Ghosh D; Stewart DR; Nayak NR; Lasley BL; Overstreet JW; Hendrickx AG; Sengupta J 《Human reproduction (Oxford, England)》1997,12(5):914-920
The present study was undertaken to assess the temporal association between
the profiles of serum concentrations of oestradiol-17beta, progesterone,
chorionic gonadotrophin (CG) and relaxin in pregnancies established
naturally, and after embryo transfer, as well as in failed pregnancies in
rhesus monkeys.
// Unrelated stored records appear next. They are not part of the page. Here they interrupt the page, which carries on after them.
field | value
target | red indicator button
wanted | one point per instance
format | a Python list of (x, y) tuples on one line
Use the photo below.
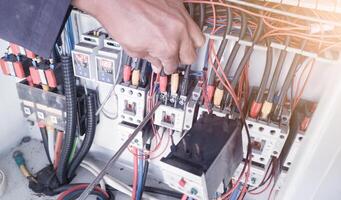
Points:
[(182, 182)]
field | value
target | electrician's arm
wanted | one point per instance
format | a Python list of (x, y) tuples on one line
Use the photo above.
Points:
[(33, 24), (160, 31)]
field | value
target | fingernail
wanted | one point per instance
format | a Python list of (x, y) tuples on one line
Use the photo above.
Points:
[(156, 69)]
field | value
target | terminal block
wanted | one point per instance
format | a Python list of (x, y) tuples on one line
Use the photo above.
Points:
[(177, 113), (131, 102), (208, 153), (84, 55), (107, 61), (257, 173), (267, 139), (42, 106)]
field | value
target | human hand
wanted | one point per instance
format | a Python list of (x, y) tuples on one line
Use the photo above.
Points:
[(160, 31)]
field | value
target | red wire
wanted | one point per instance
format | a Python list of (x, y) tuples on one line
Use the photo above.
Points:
[(80, 187), (184, 197), (135, 178), (272, 189)]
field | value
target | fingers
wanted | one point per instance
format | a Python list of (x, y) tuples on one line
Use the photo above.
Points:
[(156, 63), (195, 34), (170, 65), (193, 29)]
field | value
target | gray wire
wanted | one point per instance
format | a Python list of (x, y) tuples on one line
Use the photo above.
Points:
[(112, 89), (113, 159)]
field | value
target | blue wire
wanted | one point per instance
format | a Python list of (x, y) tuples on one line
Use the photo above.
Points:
[(140, 174), (236, 192)]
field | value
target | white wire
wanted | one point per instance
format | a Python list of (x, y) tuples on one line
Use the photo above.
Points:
[(113, 182), (92, 171), (112, 90)]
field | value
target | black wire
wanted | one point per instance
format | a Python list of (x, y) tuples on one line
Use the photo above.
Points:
[(202, 15), (75, 194), (89, 137), (247, 54), (288, 79), (222, 45), (266, 74), (236, 47), (185, 81), (71, 116), (145, 172), (265, 179), (44, 136), (277, 72), (162, 192)]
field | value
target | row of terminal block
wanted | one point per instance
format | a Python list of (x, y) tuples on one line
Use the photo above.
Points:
[(97, 57)]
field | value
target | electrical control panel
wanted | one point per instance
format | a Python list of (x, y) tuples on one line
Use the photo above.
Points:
[(107, 61), (241, 106), (42, 106), (257, 174), (193, 165), (131, 103), (84, 54), (267, 140)]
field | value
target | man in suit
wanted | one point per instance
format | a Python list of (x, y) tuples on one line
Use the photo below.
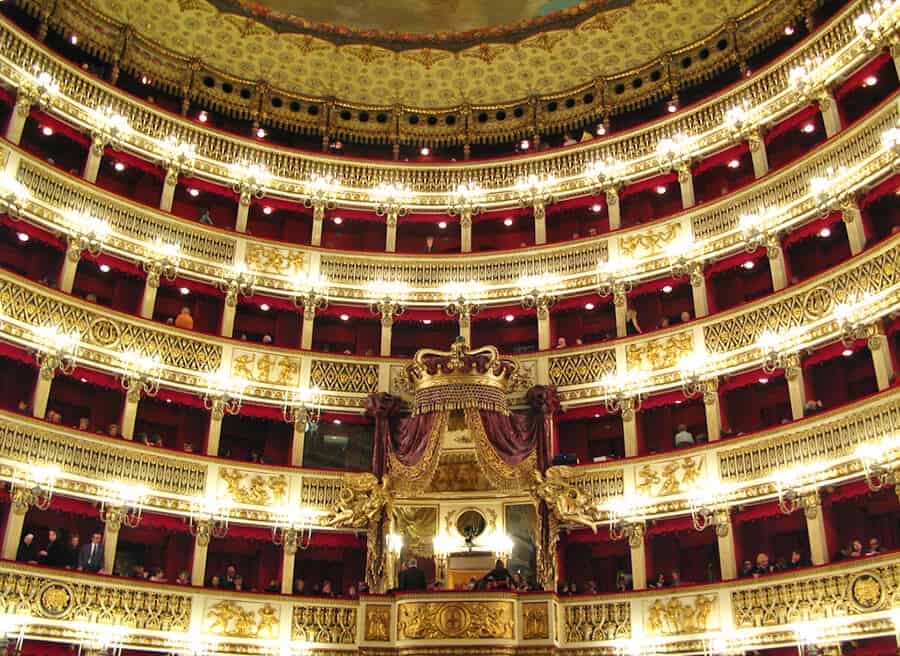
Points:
[(90, 558), (414, 578)]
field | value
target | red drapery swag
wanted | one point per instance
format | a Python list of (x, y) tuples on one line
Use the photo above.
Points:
[(512, 436)]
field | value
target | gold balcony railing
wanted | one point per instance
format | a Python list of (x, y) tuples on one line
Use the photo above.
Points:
[(822, 606)]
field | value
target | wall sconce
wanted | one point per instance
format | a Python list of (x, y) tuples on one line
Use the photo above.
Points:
[(236, 283), (140, 375), (208, 519), (612, 280), (88, 234), (301, 407), (122, 504), (13, 196), (110, 129), (293, 529), (56, 350), (250, 180), (622, 394), (223, 395), (33, 487)]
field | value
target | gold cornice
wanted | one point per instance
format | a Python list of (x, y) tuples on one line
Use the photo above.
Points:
[(837, 37)]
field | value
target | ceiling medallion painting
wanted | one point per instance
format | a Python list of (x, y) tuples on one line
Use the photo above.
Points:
[(611, 39)]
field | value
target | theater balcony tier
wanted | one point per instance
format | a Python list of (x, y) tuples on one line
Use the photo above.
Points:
[(841, 179), (773, 94), (823, 607)]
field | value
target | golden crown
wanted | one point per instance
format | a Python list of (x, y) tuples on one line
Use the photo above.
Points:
[(460, 378)]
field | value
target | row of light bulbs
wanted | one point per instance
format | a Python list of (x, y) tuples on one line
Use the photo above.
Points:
[(110, 127)]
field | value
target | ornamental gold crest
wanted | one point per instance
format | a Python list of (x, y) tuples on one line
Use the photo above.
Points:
[(55, 600), (867, 592)]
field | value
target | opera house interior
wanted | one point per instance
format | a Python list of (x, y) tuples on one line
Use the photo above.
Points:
[(511, 328)]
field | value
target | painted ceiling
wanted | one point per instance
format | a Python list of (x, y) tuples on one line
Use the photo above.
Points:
[(606, 42)]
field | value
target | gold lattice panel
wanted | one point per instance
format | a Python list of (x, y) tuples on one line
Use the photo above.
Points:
[(101, 462), (353, 377), (48, 598), (581, 368)]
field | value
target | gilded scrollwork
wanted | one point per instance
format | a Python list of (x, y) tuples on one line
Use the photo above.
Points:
[(670, 477), (255, 489), (473, 620)]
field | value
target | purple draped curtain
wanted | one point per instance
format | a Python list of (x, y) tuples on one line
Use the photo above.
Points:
[(512, 436), (406, 438)]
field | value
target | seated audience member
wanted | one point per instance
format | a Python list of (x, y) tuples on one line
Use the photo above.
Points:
[(184, 319), (27, 552), (811, 407), (54, 554), (632, 327), (875, 547), (763, 566), (658, 582), (797, 561), (413, 577), (72, 552), (91, 556), (683, 437)]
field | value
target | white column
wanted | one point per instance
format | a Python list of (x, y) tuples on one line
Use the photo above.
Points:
[(129, 414), (830, 115), (853, 221), (168, 193), (318, 222), (815, 528), (727, 551), (17, 124), (70, 268), (465, 230), (12, 533), (42, 392), (758, 153), (686, 184), (198, 560), (298, 443), (881, 357), (778, 268), (796, 386), (713, 411), (95, 156), (540, 223), (390, 241), (614, 208)]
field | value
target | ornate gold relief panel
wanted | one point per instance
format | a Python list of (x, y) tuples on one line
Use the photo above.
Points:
[(274, 260), (681, 615), (253, 488), (378, 623), (332, 625), (536, 621), (244, 620), (847, 593), (669, 477), (662, 353), (265, 368), (455, 620), (138, 608), (597, 622)]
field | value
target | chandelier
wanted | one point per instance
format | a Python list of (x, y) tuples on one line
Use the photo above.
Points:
[(301, 406), (122, 505)]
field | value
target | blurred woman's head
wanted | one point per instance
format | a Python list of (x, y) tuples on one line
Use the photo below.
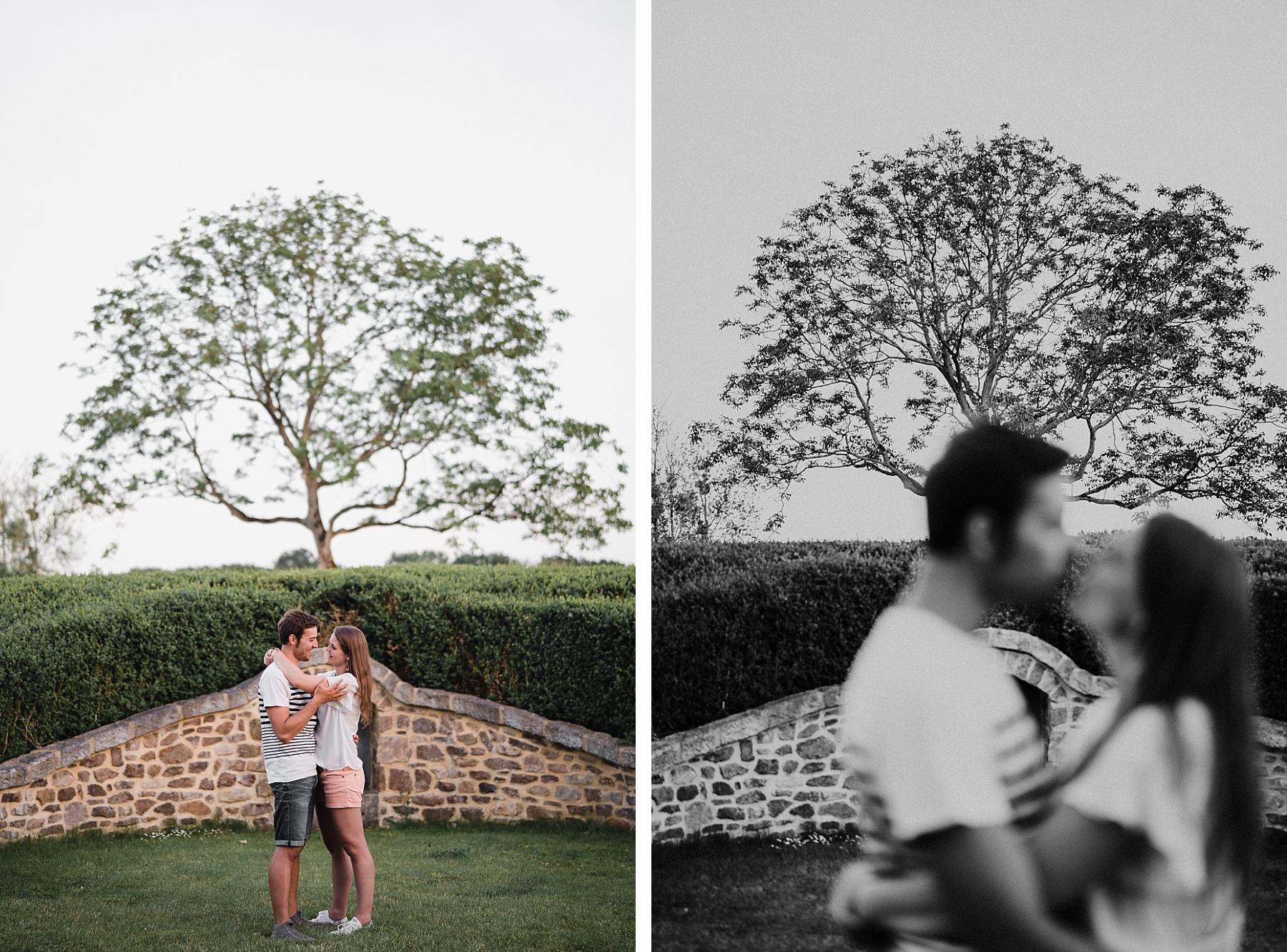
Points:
[(1173, 610), (353, 643)]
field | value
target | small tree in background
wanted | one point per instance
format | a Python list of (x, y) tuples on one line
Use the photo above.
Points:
[(694, 495), (39, 520), (483, 559), (1015, 289), (362, 363), (429, 557), (296, 559)]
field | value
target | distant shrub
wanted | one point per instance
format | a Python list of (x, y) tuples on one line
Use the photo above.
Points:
[(428, 557), (296, 559), (482, 559), (77, 651), (740, 624)]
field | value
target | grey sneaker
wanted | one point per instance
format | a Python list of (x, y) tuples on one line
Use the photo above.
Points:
[(289, 933)]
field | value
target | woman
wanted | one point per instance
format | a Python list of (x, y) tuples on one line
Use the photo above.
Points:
[(341, 776), (1158, 821)]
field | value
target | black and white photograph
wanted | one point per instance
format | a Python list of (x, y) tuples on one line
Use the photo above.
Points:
[(970, 476)]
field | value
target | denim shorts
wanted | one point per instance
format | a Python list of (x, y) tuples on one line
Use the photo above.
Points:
[(292, 810)]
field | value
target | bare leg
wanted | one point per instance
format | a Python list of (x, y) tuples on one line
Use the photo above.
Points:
[(283, 879), (341, 866), (347, 823)]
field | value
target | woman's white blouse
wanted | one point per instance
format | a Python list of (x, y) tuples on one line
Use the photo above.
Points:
[(1153, 776), (337, 722)]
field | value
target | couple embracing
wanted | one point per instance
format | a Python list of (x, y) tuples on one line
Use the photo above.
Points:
[(1147, 839), (309, 723)]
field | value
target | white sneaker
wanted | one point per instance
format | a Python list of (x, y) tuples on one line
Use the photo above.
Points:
[(323, 918)]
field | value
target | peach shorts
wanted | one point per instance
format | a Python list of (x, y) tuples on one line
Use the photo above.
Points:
[(342, 788)]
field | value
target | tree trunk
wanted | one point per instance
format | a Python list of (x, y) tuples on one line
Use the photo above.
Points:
[(321, 537)]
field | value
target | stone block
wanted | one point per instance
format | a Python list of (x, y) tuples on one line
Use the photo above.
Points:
[(476, 708), (523, 720), (433, 698), (175, 754), (13, 773), (111, 735), (393, 750), (40, 763), (206, 704), (817, 748), (605, 745), (429, 752), (74, 749)]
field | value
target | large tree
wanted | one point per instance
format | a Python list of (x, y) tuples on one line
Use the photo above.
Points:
[(388, 384), (997, 281)]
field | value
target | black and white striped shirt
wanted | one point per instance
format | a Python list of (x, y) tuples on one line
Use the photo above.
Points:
[(285, 762)]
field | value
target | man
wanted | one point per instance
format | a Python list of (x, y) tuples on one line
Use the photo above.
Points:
[(947, 759), (287, 720)]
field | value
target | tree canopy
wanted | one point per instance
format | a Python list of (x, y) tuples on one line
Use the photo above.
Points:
[(1004, 283), (386, 382)]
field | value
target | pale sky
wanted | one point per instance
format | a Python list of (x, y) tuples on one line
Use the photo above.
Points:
[(757, 103), (463, 120)]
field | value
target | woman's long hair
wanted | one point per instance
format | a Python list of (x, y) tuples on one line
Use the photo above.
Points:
[(353, 643), (1196, 643)]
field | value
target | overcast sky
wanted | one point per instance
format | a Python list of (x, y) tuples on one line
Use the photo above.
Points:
[(756, 104), (463, 120)]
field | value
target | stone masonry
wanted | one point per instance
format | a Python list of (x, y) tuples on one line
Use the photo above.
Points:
[(438, 755), (774, 770)]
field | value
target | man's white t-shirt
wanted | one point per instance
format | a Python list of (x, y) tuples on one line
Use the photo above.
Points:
[(337, 722), (294, 760), (937, 733), (1153, 778)]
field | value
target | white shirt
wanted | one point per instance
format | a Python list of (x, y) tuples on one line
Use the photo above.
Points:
[(294, 760), (337, 722), (937, 733), (1155, 778)]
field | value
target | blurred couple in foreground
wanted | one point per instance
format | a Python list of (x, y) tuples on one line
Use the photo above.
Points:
[(1145, 836)]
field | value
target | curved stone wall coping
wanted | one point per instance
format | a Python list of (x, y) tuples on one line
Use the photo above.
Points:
[(684, 745), (44, 760), (1078, 678), (677, 748)]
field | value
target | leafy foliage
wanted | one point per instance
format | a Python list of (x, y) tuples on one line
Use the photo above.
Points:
[(741, 624), (85, 650), (428, 556), (296, 559), (362, 362), (1016, 289), (694, 495), (39, 521)]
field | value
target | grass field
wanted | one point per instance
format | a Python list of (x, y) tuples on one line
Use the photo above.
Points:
[(450, 889), (771, 897)]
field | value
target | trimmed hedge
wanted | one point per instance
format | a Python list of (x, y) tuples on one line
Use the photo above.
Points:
[(87, 650), (740, 624)]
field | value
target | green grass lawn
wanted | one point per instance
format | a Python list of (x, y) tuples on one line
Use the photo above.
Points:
[(771, 896), (482, 888)]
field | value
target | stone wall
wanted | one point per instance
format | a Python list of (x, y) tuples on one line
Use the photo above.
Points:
[(774, 770), (438, 755)]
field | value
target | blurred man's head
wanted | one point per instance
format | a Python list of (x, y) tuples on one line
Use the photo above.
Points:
[(997, 500), (299, 633)]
In naturally mated cycles (group 1) a conception rate of
75% was obtained. In group 1, the mean day of CG detection in serum was
11.5 +/- 1.9 day post-ovulation, and for relaxin, 9.0 +/- 2.5 day
post-ovulation. In group 2, embryo transfer to synchronous, non-mated
surrogate recipients was performed; seven embryo transfer cycles yielded
three pregnancies which were allowed to continue to term and normal infants
were delivered. In embryo transfer cycles the mean day of CG detection was
14.8 +/- 1.8 day post- ovulation, and for relaxin, 11.4 +/- 2.6 day
post-ovulation. A delay of about 3 days was observed in the appearance in
circulation of CG (P < 0.05) and also of relaxin (P < 0.05) between
natural mated and embryo transfer conception cycles. Significant
differences (P < 0.05 for progesterone and P < 0.03 for oestradiol)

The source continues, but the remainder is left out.